Posted By: Grace, on host 205.164.128.177
Date: Thursday, December 16, 1999, at 20:45:23

A friend sent this to me and I thought you might enjoy it.

Gr"what kind of friends do I have, anyway?"ace


"What Exactly Are the Liberal Arts?"
(from Do Penguins Have Knees? by David Feldman)

Our correspondent contacted two four-year colleges and one two-year college for the answer to this question. Despite the fact that they were liberal arts colleges, none of the officials he spoke to could answer the question. Evidently, a good liberal arts education doesn't provide you with the answer to what a liberal art is.

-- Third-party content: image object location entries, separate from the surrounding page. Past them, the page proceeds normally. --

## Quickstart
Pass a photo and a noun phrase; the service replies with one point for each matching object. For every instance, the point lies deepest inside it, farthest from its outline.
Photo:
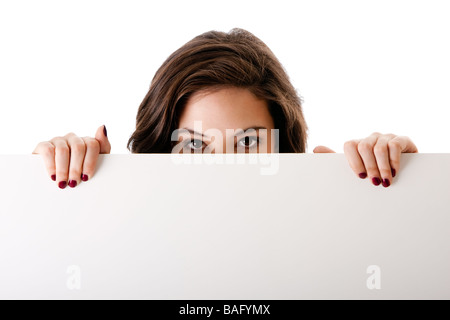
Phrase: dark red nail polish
(72, 183)
(62, 184)
(376, 181)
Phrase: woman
(226, 82)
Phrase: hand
(377, 156)
(71, 159)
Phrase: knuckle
(379, 150)
(62, 151)
(372, 171)
(394, 144)
(62, 174)
(364, 146)
(385, 172)
(70, 135)
(75, 173)
(350, 144)
(79, 148)
(48, 149)
(92, 144)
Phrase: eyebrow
(203, 135)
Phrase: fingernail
(62, 184)
(376, 181)
(72, 183)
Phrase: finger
(396, 146)
(62, 154)
(77, 152)
(47, 150)
(365, 149)
(381, 152)
(322, 149)
(102, 136)
(91, 157)
(354, 159)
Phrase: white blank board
(145, 227)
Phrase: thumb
(102, 137)
(322, 149)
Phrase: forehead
(226, 108)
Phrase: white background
(360, 66)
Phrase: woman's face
(228, 120)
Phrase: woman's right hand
(72, 159)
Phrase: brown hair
(211, 60)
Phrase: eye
(249, 142)
(195, 144)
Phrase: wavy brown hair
(209, 61)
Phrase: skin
(376, 157)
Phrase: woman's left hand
(377, 156)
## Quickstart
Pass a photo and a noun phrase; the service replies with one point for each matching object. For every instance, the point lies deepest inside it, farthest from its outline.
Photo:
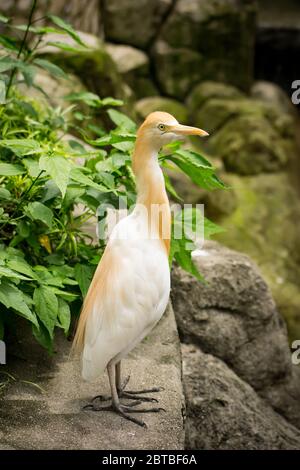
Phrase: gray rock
(224, 412)
(176, 69)
(204, 91)
(210, 29)
(55, 419)
(271, 93)
(234, 318)
(134, 22)
(251, 135)
(134, 67)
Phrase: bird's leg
(129, 394)
(133, 394)
(120, 386)
(116, 406)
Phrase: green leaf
(201, 175)
(184, 258)
(64, 315)
(58, 168)
(2, 92)
(77, 175)
(112, 102)
(12, 297)
(21, 266)
(6, 272)
(3, 18)
(10, 169)
(121, 120)
(210, 228)
(32, 167)
(51, 68)
(91, 99)
(83, 275)
(66, 27)
(194, 157)
(21, 147)
(63, 46)
(5, 194)
(41, 334)
(23, 229)
(1, 328)
(7, 63)
(46, 305)
(38, 211)
(170, 188)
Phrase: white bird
(130, 288)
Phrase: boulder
(224, 412)
(134, 22)
(234, 317)
(271, 93)
(176, 69)
(134, 67)
(264, 205)
(206, 90)
(250, 135)
(207, 32)
(158, 103)
(92, 64)
(248, 144)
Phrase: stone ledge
(54, 420)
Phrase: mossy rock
(249, 135)
(204, 91)
(250, 145)
(158, 103)
(176, 69)
(93, 64)
(211, 29)
(266, 225)
(134, 68)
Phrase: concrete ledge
(54, 420)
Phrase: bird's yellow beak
(188, 130)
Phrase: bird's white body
(130, 288)
(135, 300)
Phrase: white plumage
(130, 288)
(138, 300)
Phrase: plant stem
(13, 73)
(21, 199)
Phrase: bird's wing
(122, 298)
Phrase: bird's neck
(151, 191)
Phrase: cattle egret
(130, 288)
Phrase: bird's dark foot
(130, 394)
(123, 410)
(135, 394)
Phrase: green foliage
(47, 260)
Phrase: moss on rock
(266, 225)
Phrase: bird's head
(160, 128)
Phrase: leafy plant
(47, 258)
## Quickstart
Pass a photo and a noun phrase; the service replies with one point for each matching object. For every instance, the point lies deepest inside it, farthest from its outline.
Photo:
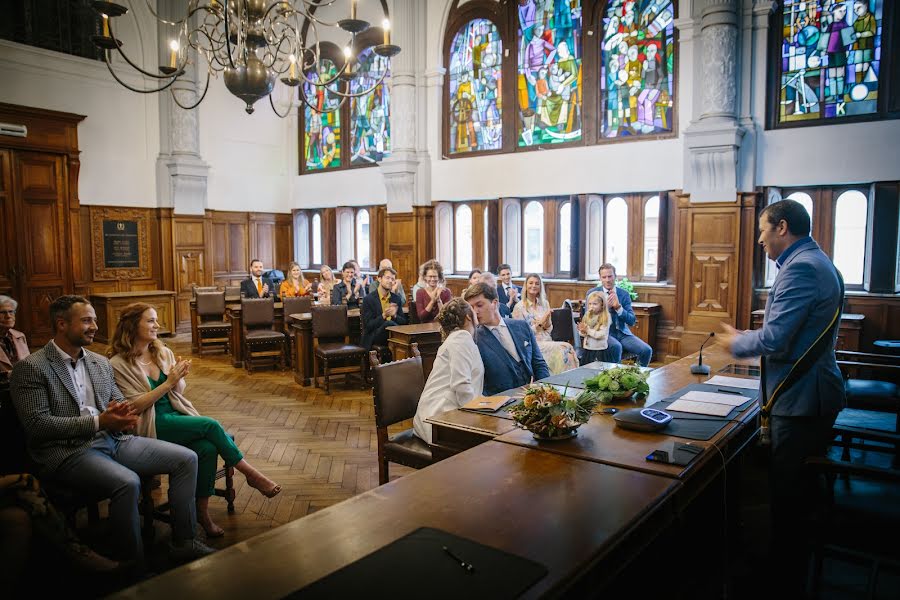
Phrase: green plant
(626, 285)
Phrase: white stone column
(714, 140)
(181, 173)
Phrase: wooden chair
(212, 328)
(293, 306)
(398, 387)
(259, 339)
(331, 342)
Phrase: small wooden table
(109, 306)
(427, 335)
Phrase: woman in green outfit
(152, 380)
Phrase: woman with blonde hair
(152, 381)
(458, 373)
(326, 284)
(535, 309)
(296, 284)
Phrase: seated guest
(296, 284)
(75, 417)
(458, 373)
(431, 298)
(13, 346)
(535, 310)
(508, 349)
(326, 284)
(621, 318)
(380, 310)
(255, 286)
(350, 290)
(152, 381)
(594, 330)
(488, 278)
(398, 283)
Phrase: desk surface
(496, 494)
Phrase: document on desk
(738, 382)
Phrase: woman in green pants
(152, 381)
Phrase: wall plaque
(120, 245)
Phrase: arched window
(534, 238)
(637, 67)
(850, 218)
(830, 60)
(317, 239)
(617, 234)
(651, 237)
(565, 237)
(475, 88)
(550, 79)
(370, 125)
(322, 120)
(362, 239)
(463, 238)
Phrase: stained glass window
(475, 102)
(637, 55)
(370, 133)
(322, 121)
(549, 78)
(830, 59)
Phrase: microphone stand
(700, 368)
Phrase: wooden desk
(497, 494)
(109, 306)
(849, 331)
(427, 335)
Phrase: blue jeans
(112, 468)
(629, 343)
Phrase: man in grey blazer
(803, 303)
(75, 419)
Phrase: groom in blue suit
(508, 349)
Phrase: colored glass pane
(475, 102)
(322, 120)
(830, 59)
(370, 134)
(550, 76)
(637, 68)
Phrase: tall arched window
(317, 239)
(534, 238)
(565, 237)
(637, 67)
(550, 79)
(322, 120)
(850, 218)
(463, 238)
(617, 234)
(476, 55)
(830, 60)
(651, 237)
(362, 239)
(370, 125)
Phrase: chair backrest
(211, 304)
(257, 313)
(330, 321)
(398, 387)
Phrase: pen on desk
(469, 567)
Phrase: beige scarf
(132, 382)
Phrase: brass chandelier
(252, 43)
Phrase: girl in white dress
(458, 373)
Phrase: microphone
(700, 368)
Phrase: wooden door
(43, 248)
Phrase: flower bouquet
(551, 415)
(618, 383)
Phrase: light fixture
(253, 43)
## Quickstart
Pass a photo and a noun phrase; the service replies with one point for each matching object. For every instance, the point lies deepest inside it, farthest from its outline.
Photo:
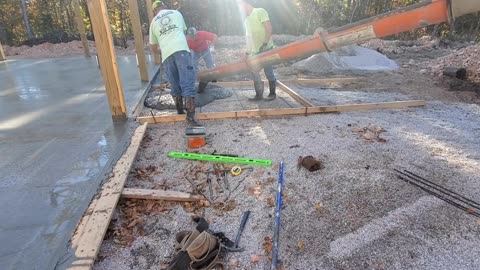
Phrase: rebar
(442, 193)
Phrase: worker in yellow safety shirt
(259, 39)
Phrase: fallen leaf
(233, 263)
(255, 259)
(254, 191)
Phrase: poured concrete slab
(57, 142)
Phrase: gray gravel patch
(353, 214)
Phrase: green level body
(221, 159)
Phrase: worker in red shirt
(200, 44)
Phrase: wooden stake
(89, 234)
(2, 54)
(81, 27)
(107, 58)
(305, 102)
(137, 34)
(149, 3)
(163, 195)
(285, 112)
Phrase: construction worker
(259, 39)
(167, 33)
(201, 43)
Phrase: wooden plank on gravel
(286, 112)
(366, 106)
(164, 195)
(305, 102)
(91, 230)
(316, 82)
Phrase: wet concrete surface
(57, 143)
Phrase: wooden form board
(285, 112)
(2, 53)
(107, 57)
(81, 27)
(138, 36)
(305, 102)
(164, 195)
(91, 230)
(307, 82)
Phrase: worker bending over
(167, 31)
(259, 39)
(201, 44)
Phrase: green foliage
(53, 20)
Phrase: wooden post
(107, 57)
(2, 54)
(137, 33)
(81, 27)
(149, 4)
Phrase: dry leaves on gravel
(370, 133)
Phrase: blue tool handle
(276, 229)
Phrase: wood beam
(81, 26)
(163, 195)
(149, 3)
(2, 53)
(137, 34)
(107, 57)
(285, 112)
(305, 102)
(91, 230)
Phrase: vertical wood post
(137, 33)
(107, 57)
(81, 27)
(2, 54)
(149, 4)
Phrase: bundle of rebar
(443, 193)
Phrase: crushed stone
(353, 214)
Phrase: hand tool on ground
(237, 170)
(225, 180)
(220, 159)
(276, 229)
(210, 189)
(245, 216)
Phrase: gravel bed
(353, 214)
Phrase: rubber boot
(273, 87)
(190, 106)
(259, 86)
(201, 87)
(179, 105)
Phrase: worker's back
(168, 31)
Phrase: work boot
(273, 87)
(259, 86)
(190, 106)
(201, 87)
(179, 105)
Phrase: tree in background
(40, 21)
(26, 19)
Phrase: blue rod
(276, 229)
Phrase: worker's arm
(155, 48)
(214, 40)
(268, 31)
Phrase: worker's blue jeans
(205, 55)
(268, 73)
(181, 74)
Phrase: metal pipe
(276, 229)
(405, 19)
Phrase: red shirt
(200, 44)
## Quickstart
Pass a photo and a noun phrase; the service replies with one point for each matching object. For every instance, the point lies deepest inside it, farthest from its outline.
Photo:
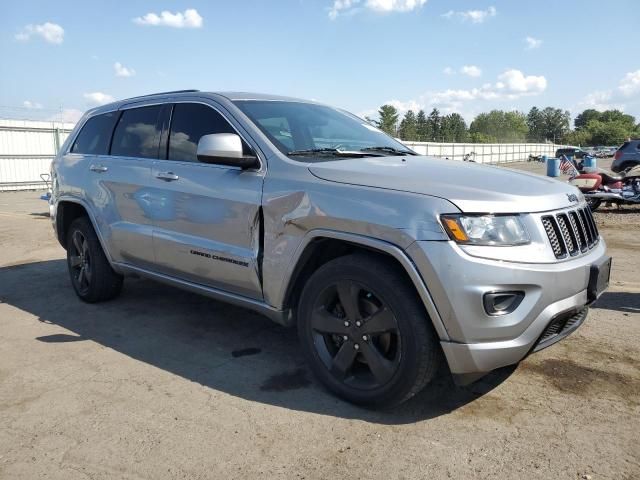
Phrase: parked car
(627, 156)
(575, 152)
(387, 262)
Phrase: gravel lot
(165, 384)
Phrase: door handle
(167, 176)
(98, 168)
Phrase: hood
(470, 186)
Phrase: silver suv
(389, 263)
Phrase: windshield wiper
(388, 149)
(331, 151)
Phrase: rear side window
(189, 122)
(137, 133)
(94, 137)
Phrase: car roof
(174, 94)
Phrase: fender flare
(380, 245)
(92, 219)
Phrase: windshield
(313, 131)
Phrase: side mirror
(224, 149)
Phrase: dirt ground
(165, 384)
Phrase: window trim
(252, 144)
(73, 139)
(158, 123)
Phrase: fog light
(501, 303)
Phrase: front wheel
(365, 332)
(92, 277)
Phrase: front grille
(560, 327)
(571, 232)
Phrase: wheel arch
(69, 209)
(321, 246)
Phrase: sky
(467, 56)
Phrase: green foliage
(585, 117)
(409, 127)
(503, 126)
(608, 133)
(577, 137)
(550, 124)
(388, 120)
(454, 128)
(611, 127)
(434, 126)
(421, 126)
(448, 128)
(477, 137)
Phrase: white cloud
(190, 18)
(348, 7)
(626, 96)
(97, 98)
(532, 43)
(515, 82)
(473, 16)
(471, 70)
(50, 32)
(31, 105)
(70, 115)
(510, 85)
(630, 84)
(122, 71)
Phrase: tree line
(611, 127)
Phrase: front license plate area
(598, 279)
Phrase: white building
(26, 150)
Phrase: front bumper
(478, 342)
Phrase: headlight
(500, 230)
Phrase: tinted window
(301, 126)
(189, 122)
(94, 137)
(137, 133)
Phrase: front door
(208, 230)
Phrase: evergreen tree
(409, 127)
(422, 127)
(535, 125)
(388, 122)
(505, 127)
(453, 128)
(434, 124)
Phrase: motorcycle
(604, 186)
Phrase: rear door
(119, 185)
(209, 229)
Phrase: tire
(594, 203)
(92, 277)
(399, 343)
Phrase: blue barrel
(590, 162)
(553, 167)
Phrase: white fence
(485, 152)
(26, 150)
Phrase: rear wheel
(365, 332)
(92, 277)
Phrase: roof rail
(163, 93)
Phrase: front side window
(189, 122)
(298, 127)
(94, 137)
(137, 133)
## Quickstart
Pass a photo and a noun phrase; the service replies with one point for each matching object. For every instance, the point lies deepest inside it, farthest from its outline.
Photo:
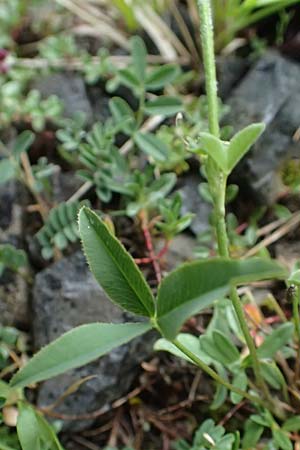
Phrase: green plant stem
(295, 299)
(214, 374)
(220, 223)
(218, 185)
(296, 311)
(140, 112)
(208, 54)
(251, 346)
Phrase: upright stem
(295, 299)
(219, 219)
(208, 54)
(217, 180)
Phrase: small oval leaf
(241, 143)
(195, 286)
(165, 106)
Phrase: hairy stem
(208, 54)
(217, 179)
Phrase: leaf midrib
(117, 265)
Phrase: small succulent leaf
(139, 56)
(275, 341)
(28, 429)
(241, 143)
(75, 349)
(240, 381)
(214, 148)
(165, 106)
(221, 393)
(33, 429)
(282, 440)
(195, 286)
(272, 374)
(160, 76)
(129, 79)
(113, 267)
(219, 348)
(22, 143)
(7, 170)
(122, 114)
(189, 341)
(152, 146)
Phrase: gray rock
(66, 295)
(269, 93)
(193, 203)
(70, 88)
(13, 289)
(181, 250)
(231, 68)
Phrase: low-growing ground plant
(254, 376)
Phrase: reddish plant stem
(162, 252)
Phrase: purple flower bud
(3, 54)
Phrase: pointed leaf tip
(113, 267)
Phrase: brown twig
(279, 233)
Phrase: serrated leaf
(165, 106)
(275, 341)
(241, 143)
(195, 286)
(7, 170)
(76, 348)
(161, 76)
(152, 146)
(113, 267)
(139, 56)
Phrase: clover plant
(187, 290)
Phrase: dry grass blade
(185, 33)
(163, 37)
(276, 235)
(107, 29)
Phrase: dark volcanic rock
(66, 295)
(270, 94)
(231, 69)
(70, 88)
(13, 289)
(193, 203)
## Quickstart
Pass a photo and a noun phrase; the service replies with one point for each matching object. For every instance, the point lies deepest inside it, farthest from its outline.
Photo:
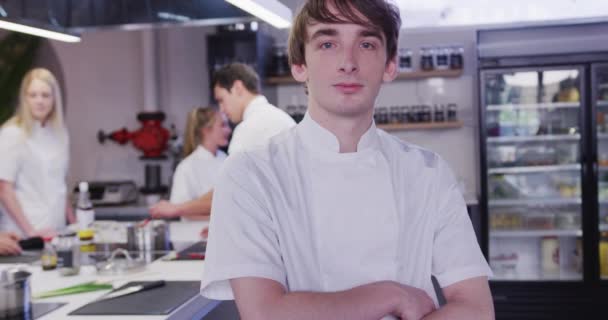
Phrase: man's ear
(299, 72)
(390, 70)
(237, 87)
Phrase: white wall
(102, 78)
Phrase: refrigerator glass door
(533, 139)
(600, 101)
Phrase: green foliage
(17, 53)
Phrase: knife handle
(152, 285)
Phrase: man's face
(345, 66)
(229, 103)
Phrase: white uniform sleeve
(12, 148)
(456, 253)
(242, 237)
(179, 189)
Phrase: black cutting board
(158, 301)
(198, 248)
(28, 257)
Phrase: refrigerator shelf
(538, 276)
(531, 169)
(536, 233)
(547, 137)
(535, 202)
(533, 106)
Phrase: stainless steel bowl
(15, 292)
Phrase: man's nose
(349, 61)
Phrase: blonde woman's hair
(23, 115)
(198, 118)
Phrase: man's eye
(368, 45)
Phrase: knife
(133, 289)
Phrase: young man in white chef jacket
(336, 219)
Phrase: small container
(452, 112)
(550, 255)
(457, 58)
(604, 254)
(426, 59)
(403, 111)
(439, 113)
(442, 58)
(394, 114)
(382, 115)
(49, 256)
(68, 254)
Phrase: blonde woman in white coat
(206, 131)
(34, 147)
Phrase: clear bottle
(49, 255)
(85, 214)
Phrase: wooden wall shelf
(420, 126)
(402, 76)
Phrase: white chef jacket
(299, 212)
(37, 166)
(261, 121)
(196, 175)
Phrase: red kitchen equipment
(151, 138)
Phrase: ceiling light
(40, 32)
(271, 11)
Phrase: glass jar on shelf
(426, 59)
(68, 254)
(457, 57)
(405, 60)
(442, 58)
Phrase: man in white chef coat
(335, 219)
(236, 87)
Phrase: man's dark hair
(228, 74)
(375, 14)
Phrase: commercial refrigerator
(544, 168)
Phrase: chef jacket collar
(256, 104)
(319, 139)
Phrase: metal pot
(15, 293)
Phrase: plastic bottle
(84, 209)
(49, 255)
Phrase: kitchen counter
(182, 233)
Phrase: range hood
(77, 16)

Actually, a consultation with an encyclopedia will tell you that the concept of the liberal arts, as developed in the Middle Ages, involved seven subjects: grammar, logic, rhetoric, arithmetic, geometry, music, and astonomy. Why astronomy and not biology? Why rhetoric and not art? For the answers to this question, we have to delve into the history of the liberal arts.

Our expression is derived from the Latin 'artes liberalis,' 'pertaining to a free man.' Liberal arts are contrasted with the 'servile' arts, which have practical applications. As educator Tim Fitzgerald wrote 'the liberal arts were considerd "liberating," enabling the student to develop his or her potential beyond the mundane, to create, to be fully human, to (in the midieval mindset) believe.'

The notion of seven ennobling arts emerged long before the Middle Ages. In Proverbs 9:1, the Bible says, 'Wisdom hath builded her house, she hath hewn out her seven pillars.'

Many people attack the modern liberal arts education, saying that little is taught that pertains to our actual lives now. Little do they know that this lack of 'relevance' is precisely what characterized the liberal arts from their inception. In ancient times, servile folks had to sully themselves with the practical matters like architecture, engineering, or law. Only the elite freemen could ascend to the lofty plateau of the contemplation of arithmetic.

Today, the meaning of liberal arts is murky, indeed. Art, other hard sciences besides astronomy, foreign languages, philosophy, history, and most social sciences are often included under the umbrella of liberal arts. Just about any school that *doesn't* train you for a particular profession is called a liberal arts institution."